What are Floaters?
Floaters are shapes that people can see drifting across their vision. Floaters are small bits of debris floating in the vitreous jelly inside the eye. They can come in a variety of forms such as small black dots, short squiggly lines or even large cobweb shapes. Shortsighted people tend to suffer from them more and they increase, as we get older.
What causes Floaters?
The eye is filled with a jelly like substance called vitreous. The vitreous sits behind the pupil and lens. The jelly is made mainly of water with a meshwork holding it together. As we get older, a process known as vitreous syneresis occurs; the meshwork breaks down and lakes form. The solid portion of the gel forms debris. The debris casts shadows onto the retina, which we see as floaters.
In 70% of people, by the age of 70, the liquefied vitreous gel can lose its support framework causing it to collapse. This process is known as a posterior vitreous detachment (PVD). As the vitreous gel peels away from the retina, it can cause people to see intermittent flashes of light. The flashing light will usually subside over 4 to 12 weeks, but in some patients it may take a little longer. When a posterior vitreous detachment occurs people often become aware of a cobweb or net curtain-like floater that can be quite intrusive at first.
Inflammation in the eye is a rare cause of floaters.
What complications could occur?
In the vast majority of cases floaters are harmless and represent the normal, natural (although occasionally annoying) aging change of the eye. They usually become much less obvious with time as the brain adjusts to the change and eventually filters them out.
Very rarely during the development of a posterior vitreous detachment, the vitreous gel can be stuck to a patch of retina and cause a tear. If the seal of the retina against the back of the eye is broken, fluid can start to track in behind the retina causing it to detach from the back of the eye a little like wallpaper peeling of a wall. This uncommon event occurs in approximately 1 in 10,000 of the population in general. Usually, if a tear develops in the retina people experience a very marked shower of floaters associated with flashes of light in their peripheral vision. The light is usually persistent and occurs in daylight. Some people notice a curtain effect coming in from their peripheral visual field. This requires urgent attention by an eye doctor.
Since floaters do not harm the eye, and in the vast majority of people, they do not cause a significant problem, we generally do not recommend any form of treatment for them. Dark glasses can help make floaters less obvious in the meantime. People with floaters that cause persistently disabling impairment of eyesight may benefit from surgery.

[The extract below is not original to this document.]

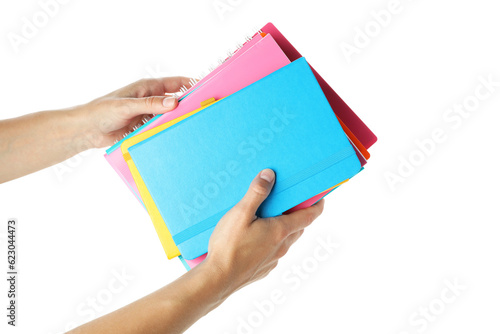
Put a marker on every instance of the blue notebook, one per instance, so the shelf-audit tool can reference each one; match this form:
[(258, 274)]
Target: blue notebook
[(199, 168)]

It is possible to carry out an operation to the eye to remove the vitreous gel (vitrectomy), which will also remove the floaters. Very occasionally, this course of treatment is useful in people with very severe floaters or in those who cannot adapt to them.
What are the likely benefits of surgery for floaters?

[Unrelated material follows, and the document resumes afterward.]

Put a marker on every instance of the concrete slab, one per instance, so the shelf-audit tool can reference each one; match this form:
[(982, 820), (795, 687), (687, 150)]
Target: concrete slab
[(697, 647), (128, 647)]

Surgery offers the likelihood of a substantial improvement in eyesight in 9 out of 10 people with severe floaters caused by vitreous separation. A small number of floaters may persist.
Can floaters recur after surgery?
Floaters caused by age-related vitreous separation are not expected to recur.
What are the risks of surgery for floaters?
Vitrectomy surgery predictably causes progressive cataract (clouding of the eye’s natural lens) within two years. Cataract typically results in progressive myopia (short sight), glare and clouding of vision, but can be managed by surgery to replace the clouded natural lens with a clear lens implant.
All surgery inside the eye carries a risk of harm from side effects including raised eye pressure, inflammation, detached retina (2 in 100), bleeding and infection (1 in 1000). These effects can usually be managed effectively using medication or further surgery. The risk of lasting harm to sight, comfort or the eye’s appearance despite further treatment is up to 5% (1 in 20).
Most people decide against surgery in view of the risks. For a small minority of people who have persistently disabling impairment of sight, the potential benefits of surgery outweigh the predictable side effects and the risk of lasting harm.